La justesse d’appréciation que confèrent aux policiers une formation adaptée et l’autorisation de porter et de faire usage d’armes à feu lorsqu’ils sont attaqués dans le cadre de leurs fonctions plaide pour cette avancée législative.
Si nous partageons bien le constat que policiers nationaux et gendarmes se retrouvent face à une menace identique, il serait hypocrite de notre part de ne pas envisager en toute logique une protection juridique équivalente.
La réponse apportée par cette proposition de loi est donc politiquement juste et juridiquement pondérée. De surcroît, les amendements de M. Ciotti – que, j’espère, nous pourrons examiner – qui prévoient de restreindre la possibilité d’usage de leur arme comme le périmètre de l’exemption de responsabilité pénale aux seuls dépositaires de l’autorité publique détenteurs de jure d’une arme, garantissent la proportionnalité du dispositif. Il ne s’agit évidemment pas d’étendre de manière déraisonnée l’usage des armes à feu par les policiers.
Si la Cour européenne des droits de l’homme condamne l’usage des armes à feu sur une personne qui ne portait pas d’arme et n’avait pas commis d’infraction violente, tel n’est pas le cas si celle-ci a commis une infraction violente et porte une arme à feu.
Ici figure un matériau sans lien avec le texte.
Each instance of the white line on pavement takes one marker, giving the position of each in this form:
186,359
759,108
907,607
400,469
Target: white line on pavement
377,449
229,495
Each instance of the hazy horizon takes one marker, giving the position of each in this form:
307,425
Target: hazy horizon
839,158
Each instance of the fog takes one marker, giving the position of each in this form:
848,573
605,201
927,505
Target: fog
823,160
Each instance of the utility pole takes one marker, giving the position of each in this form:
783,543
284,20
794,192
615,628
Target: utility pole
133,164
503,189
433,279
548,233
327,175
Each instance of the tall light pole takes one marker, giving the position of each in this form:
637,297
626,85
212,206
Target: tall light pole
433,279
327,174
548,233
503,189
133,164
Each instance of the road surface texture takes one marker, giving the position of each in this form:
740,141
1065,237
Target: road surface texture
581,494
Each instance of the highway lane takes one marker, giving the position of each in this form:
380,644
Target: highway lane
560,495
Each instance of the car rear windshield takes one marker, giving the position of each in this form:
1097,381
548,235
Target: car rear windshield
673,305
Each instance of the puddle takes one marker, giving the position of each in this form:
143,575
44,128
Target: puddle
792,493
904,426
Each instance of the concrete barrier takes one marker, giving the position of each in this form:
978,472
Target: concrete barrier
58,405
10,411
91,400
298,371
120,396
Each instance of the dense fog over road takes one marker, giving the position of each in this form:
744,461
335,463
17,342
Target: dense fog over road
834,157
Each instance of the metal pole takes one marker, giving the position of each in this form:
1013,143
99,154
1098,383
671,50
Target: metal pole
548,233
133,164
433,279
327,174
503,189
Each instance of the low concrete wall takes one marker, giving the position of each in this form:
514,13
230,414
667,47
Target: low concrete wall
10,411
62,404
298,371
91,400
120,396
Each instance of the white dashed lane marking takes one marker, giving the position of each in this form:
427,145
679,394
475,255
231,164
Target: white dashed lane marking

C’est pourquoi l’article unique de cette proposition de loi n’est pas incompatible avec le droit européen.
En outre, cette proposition de loi présente l’avantage de concerner également les gendarmes adjoints volontaires, là où le droit en vigueur ne protège aujourd’hui que les officiers et sous-officiers.
Il s’agit donc non pas de créer une présomption d’irresponsabilité pénale, contrairement à ce que certains pourraient prétendre, mais bien de permettre aux policiers de répondre dans l’urgence à des agressions et dangers imminents précisément listés, qui sont les mêmes que pour les gendarmes. La liste, nous la connaissons.
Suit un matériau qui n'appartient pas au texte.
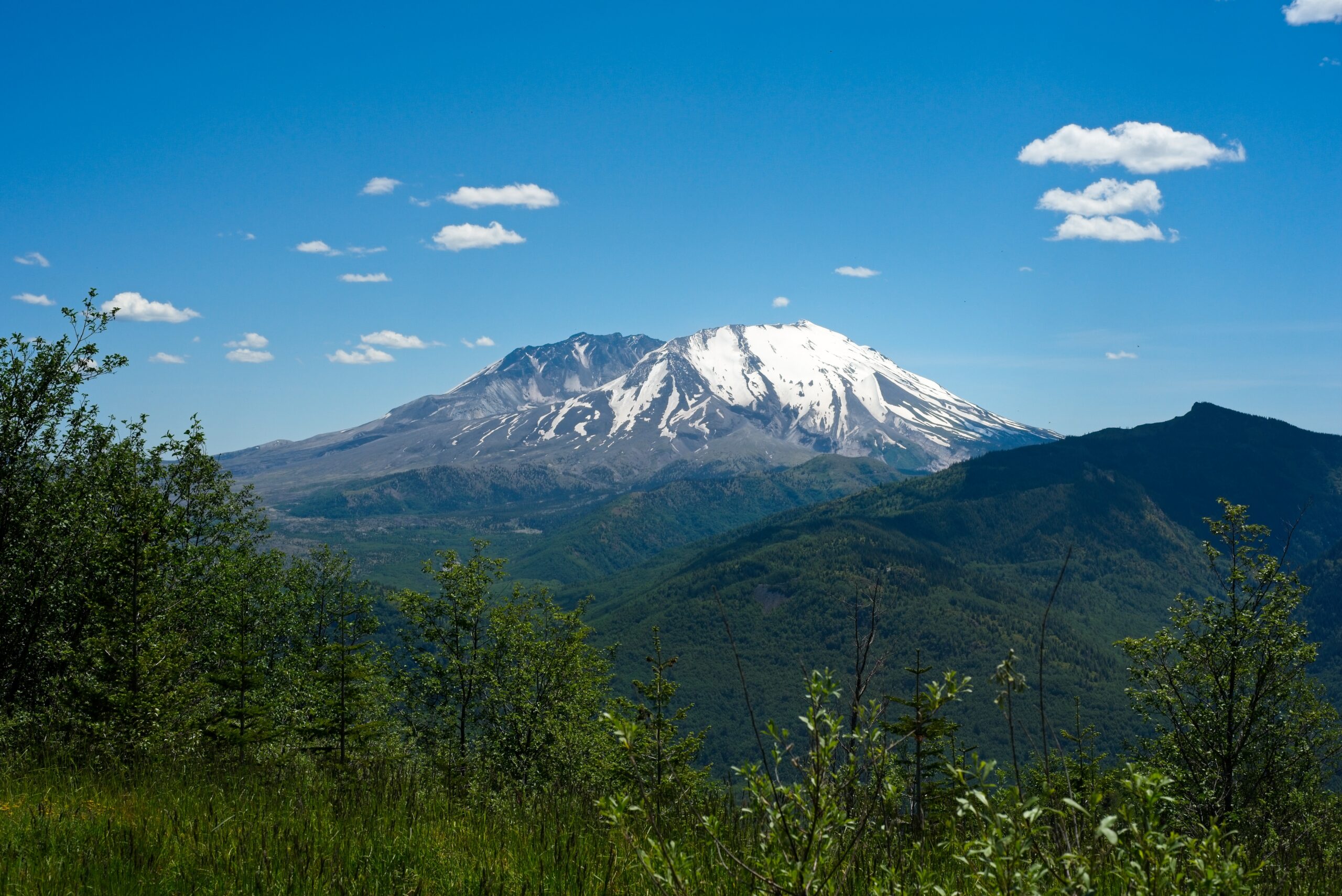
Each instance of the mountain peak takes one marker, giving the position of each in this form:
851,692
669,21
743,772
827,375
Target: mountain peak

Cette possibilité de recourir à la force armée n’enjoint pas à l’agent public d’utiliser exclusivement une arme mortelle. L’utilisation d’une arme non létale ayant causé une blessure regrettable, très grave, a d’ailleurs amené pour la première fois aujourd’hui même une cour d’assises à condamner un gendarme à deux ans de prison.
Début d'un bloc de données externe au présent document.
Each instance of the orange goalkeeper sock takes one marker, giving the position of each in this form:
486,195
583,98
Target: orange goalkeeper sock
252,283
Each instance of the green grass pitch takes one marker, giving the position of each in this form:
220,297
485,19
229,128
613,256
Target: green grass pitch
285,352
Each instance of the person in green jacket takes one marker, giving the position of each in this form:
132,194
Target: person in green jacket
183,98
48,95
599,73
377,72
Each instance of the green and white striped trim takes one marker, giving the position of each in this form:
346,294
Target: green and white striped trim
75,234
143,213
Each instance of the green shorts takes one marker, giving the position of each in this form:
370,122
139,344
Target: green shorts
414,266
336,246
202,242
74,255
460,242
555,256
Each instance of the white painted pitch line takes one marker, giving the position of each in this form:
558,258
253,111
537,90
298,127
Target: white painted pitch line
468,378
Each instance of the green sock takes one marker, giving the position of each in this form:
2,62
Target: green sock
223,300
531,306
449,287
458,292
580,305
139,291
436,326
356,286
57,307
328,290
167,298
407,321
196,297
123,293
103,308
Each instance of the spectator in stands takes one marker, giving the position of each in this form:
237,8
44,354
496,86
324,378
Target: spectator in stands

Je vous appelle donc, mes chers collègues de la majorité, à défendre, en adoptant cette très attendue proposition de loi, réclamée par les syndicats de policiers, ceux qui risquent leur vie pour leurs concitoyens et à qui la nation, notamment dans le cadre du plan Vigipirate alerte attentat, demande un sacrifice et un dévouement constants. Ils ne sauraient comprendre un simple rejet de ce texte alors même que vous, monsieur le ministre, ou la majorité, pourriez l’amender.
Le groupe UMP espère que vos appels à l’union nationale ne resteront pas lettre morte une fois de plus, non par respect de l’opposition, qui, pour sa part, respecte cet esprit en votant vos lois antiterroristes et demain une loi sur le renseignement bien qu’elle ne constate pas forcément de réciprocité s’agissant de ses propres propositions de loi, mais par respect pour les policiers, pour lesquels, je le sais, vous avez une très grande estime et une très grande admiration, et qui méritent un bouclier législatif.